Ahmadiah terlahir dengan keyakinan yang dibawa oleh Mirza Ghulam Ahmad yang meyakini dirinya adalah Nabi akhir zaman terlepas dari ketentuan Allah dalam al-Quran bahwa agama yang di ridhoi Nya(diterimaNya) adalah Islam yang diturunkan kepada Nabi Muhammad SAW, sebagai “khatamul anbiya” Nabi akhir zaman.
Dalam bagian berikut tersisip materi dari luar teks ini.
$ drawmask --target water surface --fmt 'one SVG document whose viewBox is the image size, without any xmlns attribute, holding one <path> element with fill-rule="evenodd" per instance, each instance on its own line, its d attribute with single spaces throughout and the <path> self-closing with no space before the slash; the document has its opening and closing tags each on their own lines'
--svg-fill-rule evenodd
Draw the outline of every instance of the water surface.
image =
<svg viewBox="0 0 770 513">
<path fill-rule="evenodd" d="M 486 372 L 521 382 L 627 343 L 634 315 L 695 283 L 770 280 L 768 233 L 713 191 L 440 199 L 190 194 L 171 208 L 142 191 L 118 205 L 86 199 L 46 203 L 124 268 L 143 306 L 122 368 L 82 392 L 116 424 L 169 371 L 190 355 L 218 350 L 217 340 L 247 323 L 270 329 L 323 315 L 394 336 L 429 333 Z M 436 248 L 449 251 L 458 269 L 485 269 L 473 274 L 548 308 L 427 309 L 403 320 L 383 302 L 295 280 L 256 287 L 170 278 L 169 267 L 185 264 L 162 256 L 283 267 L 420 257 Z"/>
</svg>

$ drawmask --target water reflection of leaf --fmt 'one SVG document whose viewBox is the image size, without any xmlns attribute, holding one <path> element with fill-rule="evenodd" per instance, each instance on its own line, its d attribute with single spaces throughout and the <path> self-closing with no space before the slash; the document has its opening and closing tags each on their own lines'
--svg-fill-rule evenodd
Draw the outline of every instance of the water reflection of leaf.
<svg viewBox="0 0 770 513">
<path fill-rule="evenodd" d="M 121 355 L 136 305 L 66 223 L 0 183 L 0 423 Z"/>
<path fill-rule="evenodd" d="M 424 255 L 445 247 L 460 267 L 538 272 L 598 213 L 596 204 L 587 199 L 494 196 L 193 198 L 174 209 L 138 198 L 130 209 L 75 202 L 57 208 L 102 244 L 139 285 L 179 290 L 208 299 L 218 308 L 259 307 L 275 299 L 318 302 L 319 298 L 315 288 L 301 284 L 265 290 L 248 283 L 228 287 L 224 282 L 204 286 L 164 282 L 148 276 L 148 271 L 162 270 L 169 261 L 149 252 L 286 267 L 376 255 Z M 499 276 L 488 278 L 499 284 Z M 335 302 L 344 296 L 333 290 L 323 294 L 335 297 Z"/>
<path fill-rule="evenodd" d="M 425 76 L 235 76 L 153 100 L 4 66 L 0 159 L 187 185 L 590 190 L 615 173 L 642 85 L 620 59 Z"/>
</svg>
Allah SWT menegaskan dalam firmanNya:

وَمَنيَبْتَغِغَيْرَالإِسْلاَمِدِينًافَلَنيُقْبَلَمِنْهُوَهُوَ فِيالآخِرَةِمِنَالْخَاسِرِينَ

“Barangsiapa mencari agama selain dari agama Islam, maka sekali-kali tidaklah akan diterima (agama itu) daripadanya, dan dia diakhirat termasuk orang-orang yang rugi.”
( Qs. Al-Imran : 85 )

Pentingnya Toleransi Beragama:
لاَ إِكْرَاهَ فِي الدِّينِ قَدْ تَبَيَّنَ الرُّشْدُ مِنَ الْغَيِّ فَمَنْ يَكْفُرْ بِالطَّاغُوتِ وَيُؤْمِنْ بِاللَّهِ فَقَدِ اسْتَمْسَكَ بِالْعُرْوَةِ الْوُثْقَى لاَ انْفِصَامَ لَهَا وَاللَّهُ سَمِيعٌ عَلِيمٌ
“Tidak ada paksaan dalam masuk ke dalam agama Islam, karena telah jelas antara petunjuk dari kesesatan. Maka barangsiapa yang ingkar kepada thoghut dan beriman kepada Alloh sesungguhnya dia telah berpegang kepada buhul tali yang kuat yang tidak akan pernah putus. Dan Alloh Maha Mendengar lagi Maha Mengetahui.” ( Qs. Al-Baqoroh : 256 )
Dari ayat diatas menjelaskan bahwa Islam melarang ummatnya untuk memaksa seseorang agar dapat memeluk islam, hal ini menggambarkan keaadan yang telah terjadi akhir-akhir ini, dimana kelompok Islam bersitegang terhadap kelompok Ahmadiah yang di cetuskan oleh Mirza Ghulam Ahmad itu, telah menimbulkan permasalahan yang sangat krusial hingga ketingkat pemerintahan terhadap fatwa sesat Ahmadiayah agar supaya di bubarkan dari Indonesia karena telah banyak memicu kerusuhan dan perusakan atas nama SARA, fenomena ini dapat digambarkan bahwa tidak terciptanya toleransi beragama, khususnya di bumi pertiwi Indonesia kita.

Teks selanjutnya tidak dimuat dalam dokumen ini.